- Developer: Giant Enemy Crab
- Publisher: Annapurna Interactive
- Engine: Unity
- Platform: Windows
- Release: November 4, 2020 (early access)
- Genre: First-person shooter
- Mode: Multiplayer

= Due Process (video game) =

Upcoming video game

Due Process is an online multiplayer tactical first-person shooter video game developed by American studio Giant Enemy Crab and to be published by Annapurna Interactive. It was made available in early access for Windows on November 4, 2020. The game's core revolves around teamwork and communication, allowing players to draw a "playbook" during the planning phase onto the hand-curated, procedurally generated maps. The visuals are inspired by 1990s arcade light gun games, such as Time Crisis, and it is set in a cyberpunk dystopia.

== Gameplay ==
Matches are multiplayer, composed of a team of five players on defense versus a team of five players on offense. Every match begins with a planning phase where players may discuss strategy, gear up, and draw a "playbook" on the map. After planning, the combat begins.
Maps are procedurally generated and then hand-curated resulting in a very interesting and new type of game. There are currently 5 tile sets in the game (Dome, Factory, Killhouse, C-store, and Bank). In any given match you will play three rounds of attacking, and three rounds of defending. In a ranked game mode you will play six with alternating after each three.
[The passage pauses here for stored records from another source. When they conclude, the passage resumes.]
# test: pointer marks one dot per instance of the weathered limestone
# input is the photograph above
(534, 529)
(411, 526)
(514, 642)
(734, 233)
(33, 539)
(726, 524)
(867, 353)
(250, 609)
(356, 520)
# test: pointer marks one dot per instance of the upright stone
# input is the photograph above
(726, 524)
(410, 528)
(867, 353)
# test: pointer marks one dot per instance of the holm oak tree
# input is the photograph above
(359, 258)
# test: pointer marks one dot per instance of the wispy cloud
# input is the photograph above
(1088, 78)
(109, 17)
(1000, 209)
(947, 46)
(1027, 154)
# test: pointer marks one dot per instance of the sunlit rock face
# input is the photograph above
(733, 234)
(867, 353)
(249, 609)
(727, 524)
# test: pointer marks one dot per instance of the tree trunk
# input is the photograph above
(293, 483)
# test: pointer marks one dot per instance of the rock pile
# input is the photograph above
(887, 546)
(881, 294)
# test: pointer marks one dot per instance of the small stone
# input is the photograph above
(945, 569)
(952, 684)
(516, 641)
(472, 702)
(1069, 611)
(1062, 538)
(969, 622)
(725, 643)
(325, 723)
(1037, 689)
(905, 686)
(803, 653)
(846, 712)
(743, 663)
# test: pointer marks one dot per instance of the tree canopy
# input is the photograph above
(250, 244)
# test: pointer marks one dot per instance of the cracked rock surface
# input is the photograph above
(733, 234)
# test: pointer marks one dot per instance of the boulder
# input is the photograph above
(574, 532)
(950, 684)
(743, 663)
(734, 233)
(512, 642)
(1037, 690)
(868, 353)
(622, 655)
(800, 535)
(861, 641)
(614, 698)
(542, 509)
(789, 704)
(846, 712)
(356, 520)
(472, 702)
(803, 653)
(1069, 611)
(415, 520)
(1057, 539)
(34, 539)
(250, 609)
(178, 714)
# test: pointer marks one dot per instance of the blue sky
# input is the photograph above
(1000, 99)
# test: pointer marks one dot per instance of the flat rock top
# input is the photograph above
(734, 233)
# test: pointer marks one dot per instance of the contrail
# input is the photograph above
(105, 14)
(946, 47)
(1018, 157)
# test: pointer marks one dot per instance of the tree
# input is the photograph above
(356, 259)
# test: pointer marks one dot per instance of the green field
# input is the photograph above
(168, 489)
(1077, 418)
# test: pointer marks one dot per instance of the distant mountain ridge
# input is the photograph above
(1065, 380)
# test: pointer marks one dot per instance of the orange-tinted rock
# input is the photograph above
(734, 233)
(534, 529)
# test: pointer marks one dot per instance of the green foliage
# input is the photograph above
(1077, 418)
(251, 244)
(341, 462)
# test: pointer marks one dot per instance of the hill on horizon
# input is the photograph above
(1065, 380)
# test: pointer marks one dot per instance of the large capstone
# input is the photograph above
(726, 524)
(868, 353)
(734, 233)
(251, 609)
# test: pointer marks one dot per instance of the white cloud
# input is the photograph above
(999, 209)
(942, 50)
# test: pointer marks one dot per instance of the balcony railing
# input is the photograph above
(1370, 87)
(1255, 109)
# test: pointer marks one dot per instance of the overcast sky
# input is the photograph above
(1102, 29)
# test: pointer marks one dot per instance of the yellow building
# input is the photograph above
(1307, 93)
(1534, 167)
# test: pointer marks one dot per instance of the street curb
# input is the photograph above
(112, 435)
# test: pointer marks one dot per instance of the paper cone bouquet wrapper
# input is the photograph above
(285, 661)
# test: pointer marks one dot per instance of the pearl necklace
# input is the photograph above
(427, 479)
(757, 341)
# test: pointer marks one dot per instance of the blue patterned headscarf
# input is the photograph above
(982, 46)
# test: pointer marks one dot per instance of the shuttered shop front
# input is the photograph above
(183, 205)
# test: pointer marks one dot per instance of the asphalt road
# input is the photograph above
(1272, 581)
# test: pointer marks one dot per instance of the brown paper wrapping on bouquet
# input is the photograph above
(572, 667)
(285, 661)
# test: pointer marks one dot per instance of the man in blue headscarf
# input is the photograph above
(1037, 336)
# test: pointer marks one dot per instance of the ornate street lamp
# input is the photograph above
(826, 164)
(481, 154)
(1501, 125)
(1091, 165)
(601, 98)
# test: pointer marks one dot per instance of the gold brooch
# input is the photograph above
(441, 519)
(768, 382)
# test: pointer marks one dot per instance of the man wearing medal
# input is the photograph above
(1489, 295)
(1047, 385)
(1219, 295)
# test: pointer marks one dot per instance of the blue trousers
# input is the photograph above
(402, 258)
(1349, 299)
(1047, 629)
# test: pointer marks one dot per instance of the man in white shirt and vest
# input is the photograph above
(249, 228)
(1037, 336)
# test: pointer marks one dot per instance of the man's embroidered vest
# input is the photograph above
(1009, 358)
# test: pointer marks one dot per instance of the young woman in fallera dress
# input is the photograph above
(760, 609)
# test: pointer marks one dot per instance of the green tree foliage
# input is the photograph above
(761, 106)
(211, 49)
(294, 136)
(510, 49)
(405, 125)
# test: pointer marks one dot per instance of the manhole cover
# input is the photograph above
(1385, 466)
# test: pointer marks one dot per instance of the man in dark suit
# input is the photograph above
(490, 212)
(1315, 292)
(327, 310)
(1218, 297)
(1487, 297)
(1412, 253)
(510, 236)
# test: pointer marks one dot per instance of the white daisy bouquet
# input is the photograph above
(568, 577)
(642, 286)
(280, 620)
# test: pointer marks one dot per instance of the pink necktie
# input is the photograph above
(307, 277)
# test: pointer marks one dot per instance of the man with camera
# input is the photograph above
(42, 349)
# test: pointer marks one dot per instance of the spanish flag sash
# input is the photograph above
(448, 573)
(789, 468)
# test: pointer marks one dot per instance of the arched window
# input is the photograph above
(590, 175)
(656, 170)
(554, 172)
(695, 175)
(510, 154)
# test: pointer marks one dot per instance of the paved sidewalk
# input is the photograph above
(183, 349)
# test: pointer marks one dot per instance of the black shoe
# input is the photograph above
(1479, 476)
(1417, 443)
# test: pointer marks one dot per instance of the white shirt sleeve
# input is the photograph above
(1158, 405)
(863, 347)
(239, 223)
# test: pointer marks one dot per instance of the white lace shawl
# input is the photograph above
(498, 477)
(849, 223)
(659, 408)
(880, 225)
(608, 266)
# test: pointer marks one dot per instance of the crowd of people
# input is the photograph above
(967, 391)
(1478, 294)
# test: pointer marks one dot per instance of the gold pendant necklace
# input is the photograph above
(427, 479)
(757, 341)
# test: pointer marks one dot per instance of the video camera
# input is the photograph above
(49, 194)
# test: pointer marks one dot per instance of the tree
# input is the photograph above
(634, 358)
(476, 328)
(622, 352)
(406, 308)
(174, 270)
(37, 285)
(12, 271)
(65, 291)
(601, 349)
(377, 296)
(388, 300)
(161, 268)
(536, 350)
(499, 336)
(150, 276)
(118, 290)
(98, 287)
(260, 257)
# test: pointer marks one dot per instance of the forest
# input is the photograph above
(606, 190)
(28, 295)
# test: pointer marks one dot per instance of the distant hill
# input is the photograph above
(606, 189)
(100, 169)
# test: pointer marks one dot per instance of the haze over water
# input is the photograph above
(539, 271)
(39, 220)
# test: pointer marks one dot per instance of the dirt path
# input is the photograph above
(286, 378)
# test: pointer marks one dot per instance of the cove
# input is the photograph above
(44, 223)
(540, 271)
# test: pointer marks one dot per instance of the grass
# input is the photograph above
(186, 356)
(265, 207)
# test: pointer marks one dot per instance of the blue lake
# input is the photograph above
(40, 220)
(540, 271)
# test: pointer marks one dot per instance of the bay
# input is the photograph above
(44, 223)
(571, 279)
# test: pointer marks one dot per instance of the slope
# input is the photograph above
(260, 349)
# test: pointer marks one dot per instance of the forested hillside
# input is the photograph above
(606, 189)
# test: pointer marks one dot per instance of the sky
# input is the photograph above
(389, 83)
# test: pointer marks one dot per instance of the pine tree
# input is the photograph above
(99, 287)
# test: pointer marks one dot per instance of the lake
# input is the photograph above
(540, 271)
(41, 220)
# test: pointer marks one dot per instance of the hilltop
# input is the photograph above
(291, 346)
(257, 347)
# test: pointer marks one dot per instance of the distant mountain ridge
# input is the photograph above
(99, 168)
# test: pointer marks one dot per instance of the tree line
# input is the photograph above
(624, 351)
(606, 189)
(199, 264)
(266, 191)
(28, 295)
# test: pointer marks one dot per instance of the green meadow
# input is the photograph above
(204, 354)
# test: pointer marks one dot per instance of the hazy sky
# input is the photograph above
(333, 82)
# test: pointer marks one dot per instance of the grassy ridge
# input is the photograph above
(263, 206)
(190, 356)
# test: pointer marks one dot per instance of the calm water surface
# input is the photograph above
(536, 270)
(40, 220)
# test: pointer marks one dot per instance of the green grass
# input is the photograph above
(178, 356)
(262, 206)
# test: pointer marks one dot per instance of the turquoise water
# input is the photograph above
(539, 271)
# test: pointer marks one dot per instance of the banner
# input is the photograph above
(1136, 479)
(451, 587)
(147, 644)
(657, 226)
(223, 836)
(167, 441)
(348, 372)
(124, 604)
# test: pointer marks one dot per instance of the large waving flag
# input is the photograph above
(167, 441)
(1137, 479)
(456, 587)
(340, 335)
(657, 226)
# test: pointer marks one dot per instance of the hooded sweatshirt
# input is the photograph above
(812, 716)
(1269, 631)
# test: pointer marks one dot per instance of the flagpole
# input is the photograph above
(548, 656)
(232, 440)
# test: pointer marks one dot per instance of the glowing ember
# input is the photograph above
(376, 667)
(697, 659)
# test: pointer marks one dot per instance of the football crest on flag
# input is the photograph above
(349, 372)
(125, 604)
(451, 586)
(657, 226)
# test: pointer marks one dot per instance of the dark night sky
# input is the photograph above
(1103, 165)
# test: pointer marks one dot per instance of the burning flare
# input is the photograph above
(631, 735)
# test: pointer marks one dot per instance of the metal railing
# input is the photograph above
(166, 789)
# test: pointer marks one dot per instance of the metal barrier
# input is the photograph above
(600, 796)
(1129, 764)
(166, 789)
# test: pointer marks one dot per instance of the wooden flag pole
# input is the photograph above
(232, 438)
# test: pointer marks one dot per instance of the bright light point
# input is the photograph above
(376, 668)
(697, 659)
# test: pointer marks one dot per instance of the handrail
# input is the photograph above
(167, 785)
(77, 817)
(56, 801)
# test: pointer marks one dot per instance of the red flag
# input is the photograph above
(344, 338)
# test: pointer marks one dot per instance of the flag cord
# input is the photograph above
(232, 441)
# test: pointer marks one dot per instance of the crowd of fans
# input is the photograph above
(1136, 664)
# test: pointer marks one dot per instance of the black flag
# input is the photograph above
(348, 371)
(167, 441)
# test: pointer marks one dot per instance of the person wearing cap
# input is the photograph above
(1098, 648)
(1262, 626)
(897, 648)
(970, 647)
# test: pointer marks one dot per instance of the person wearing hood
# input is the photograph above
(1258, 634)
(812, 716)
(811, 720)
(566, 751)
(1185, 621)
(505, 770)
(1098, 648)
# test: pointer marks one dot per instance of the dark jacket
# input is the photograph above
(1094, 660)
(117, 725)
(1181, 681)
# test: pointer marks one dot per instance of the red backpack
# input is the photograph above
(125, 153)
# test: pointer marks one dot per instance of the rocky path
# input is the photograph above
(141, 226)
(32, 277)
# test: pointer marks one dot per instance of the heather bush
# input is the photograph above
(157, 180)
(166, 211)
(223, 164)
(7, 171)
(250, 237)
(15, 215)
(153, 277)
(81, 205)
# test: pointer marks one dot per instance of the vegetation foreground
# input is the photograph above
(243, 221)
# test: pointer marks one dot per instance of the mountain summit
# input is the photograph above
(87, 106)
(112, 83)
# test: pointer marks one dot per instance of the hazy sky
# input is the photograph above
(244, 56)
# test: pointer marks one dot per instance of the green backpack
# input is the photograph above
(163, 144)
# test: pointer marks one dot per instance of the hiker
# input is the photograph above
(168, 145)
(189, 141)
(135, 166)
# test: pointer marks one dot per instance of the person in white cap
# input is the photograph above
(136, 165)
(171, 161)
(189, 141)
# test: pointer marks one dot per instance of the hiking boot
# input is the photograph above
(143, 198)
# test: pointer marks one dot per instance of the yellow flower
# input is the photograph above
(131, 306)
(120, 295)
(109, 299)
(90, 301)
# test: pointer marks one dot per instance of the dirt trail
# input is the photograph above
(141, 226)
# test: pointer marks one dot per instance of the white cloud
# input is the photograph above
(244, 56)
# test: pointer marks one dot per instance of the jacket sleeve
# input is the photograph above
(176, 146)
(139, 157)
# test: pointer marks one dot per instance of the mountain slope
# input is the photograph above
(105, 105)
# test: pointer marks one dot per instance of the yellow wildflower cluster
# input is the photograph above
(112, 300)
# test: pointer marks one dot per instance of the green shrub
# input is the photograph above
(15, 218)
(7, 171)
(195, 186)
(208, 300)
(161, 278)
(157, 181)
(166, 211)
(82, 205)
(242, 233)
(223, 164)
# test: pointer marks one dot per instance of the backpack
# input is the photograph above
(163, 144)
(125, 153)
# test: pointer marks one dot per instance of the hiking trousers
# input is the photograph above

Maps are procedurally generated, allowing the developers to add a large number of maps quickly via smaller updates. There are currently 5 tile sets within the game, with around ~150 maps in the rotation at any given time split between the 5 tile sets. All the maps are procedurally generated and then curated to ensure proper gameplay flow. With the increased ease of maps updates, player familiarity which each specific map type is decreased, requiring players to focus on map strategy during the tactical window prior to deployment, heightening the necessity for pre-match teamwork.

Due Process League is the primary form of competitive e-sports in the game.